In deze zaak, behandeld door de kantonrechter te Rotterdam, is op 27 mei 2021 uitspraak gedaan in het kader van een geschil over de zekerheidstelling voor proceskosten. Eiser, [persoon A], h.o.d.n. [handelsnaam A], had de opdracht gekregen om zekerheid te stellen voor een bedrag van € 6.474,- door middel van een bankgarantie. Echter, de bank weigerde medewerking te verlenen aan het realiseren van deze bankgarantie. In plaats daarvan verzocht de gemachtigde van [persoon A] de kantonrechter om akkoord te gaan met een storting van het bedrag op de derdengeldenrekening van haar kantoor. De gemachtigde van de gedaagde partij, Damen Shipyards Gorinchem B.V., was hiertegen gekant en voerde aan dat een derdengeldenrekening niet geschikt was voor deze zekerheidstelling.

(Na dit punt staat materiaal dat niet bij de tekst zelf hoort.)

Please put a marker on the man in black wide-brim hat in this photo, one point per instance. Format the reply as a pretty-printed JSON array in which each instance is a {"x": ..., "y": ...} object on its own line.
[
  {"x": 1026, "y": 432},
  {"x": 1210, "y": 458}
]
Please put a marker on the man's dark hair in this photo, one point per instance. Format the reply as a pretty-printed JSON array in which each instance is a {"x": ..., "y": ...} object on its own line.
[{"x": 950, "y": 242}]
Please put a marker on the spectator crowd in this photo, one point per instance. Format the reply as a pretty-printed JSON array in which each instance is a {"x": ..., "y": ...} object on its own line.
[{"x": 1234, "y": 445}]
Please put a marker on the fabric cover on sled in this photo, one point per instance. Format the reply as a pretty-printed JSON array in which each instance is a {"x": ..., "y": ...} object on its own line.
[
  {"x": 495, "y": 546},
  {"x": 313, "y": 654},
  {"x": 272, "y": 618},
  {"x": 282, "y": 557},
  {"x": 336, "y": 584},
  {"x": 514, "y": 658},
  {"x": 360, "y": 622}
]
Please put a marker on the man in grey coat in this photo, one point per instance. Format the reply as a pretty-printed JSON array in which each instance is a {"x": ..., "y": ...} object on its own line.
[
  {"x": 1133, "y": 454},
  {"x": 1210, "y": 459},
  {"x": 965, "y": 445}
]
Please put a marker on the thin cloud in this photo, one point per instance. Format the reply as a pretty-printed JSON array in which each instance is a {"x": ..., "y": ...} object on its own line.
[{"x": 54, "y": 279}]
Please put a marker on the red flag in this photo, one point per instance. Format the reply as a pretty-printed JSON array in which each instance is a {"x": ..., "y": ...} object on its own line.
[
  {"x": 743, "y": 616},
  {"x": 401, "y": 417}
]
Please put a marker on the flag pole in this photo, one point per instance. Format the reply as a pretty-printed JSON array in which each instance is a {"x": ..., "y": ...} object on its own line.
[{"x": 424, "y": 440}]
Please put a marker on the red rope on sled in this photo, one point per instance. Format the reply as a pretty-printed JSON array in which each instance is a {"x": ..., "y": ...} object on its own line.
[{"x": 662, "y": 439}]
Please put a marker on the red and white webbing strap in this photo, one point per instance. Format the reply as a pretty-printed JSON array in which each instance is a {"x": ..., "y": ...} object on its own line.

De kantonrechter heeft de argumenten van beide partijen afgewogen. De gemachtigde van Damen stelde dat er risico's verbonden waren aan het gebruik van een derdengeldenrekening, zoals beslaglegging en complicaties bij de uitbetaling. De kantonrechter oordeelde echter dat [persoon A] voldoende had aangetoond dat het voor hem niet mogelijk was om de gevraagde bankgarantie te verkrijgen. De rechter concludeerde dat het belang van [persoon A] om zijn vorderingen te laten beoordelen zwaarder woog dan de bezwaren van Damen tegen de voorgestelde zekerheidstelling.
De kantonrechter heeft bepaald dat [persoon A] het bedrag van € 6.474,- binnen twee weken moest overmaken naar de derdengeldenrekening van de gemachtigde van Damen, met een termijn voor Damen om te bevestigen of het bedrag was ontvangen. De verdere beslissing werd aangehouden, en de zaak werd verwezen naar de rol van 24 juni 2021 voor uitlating door Damen over de gestelde zekerheid.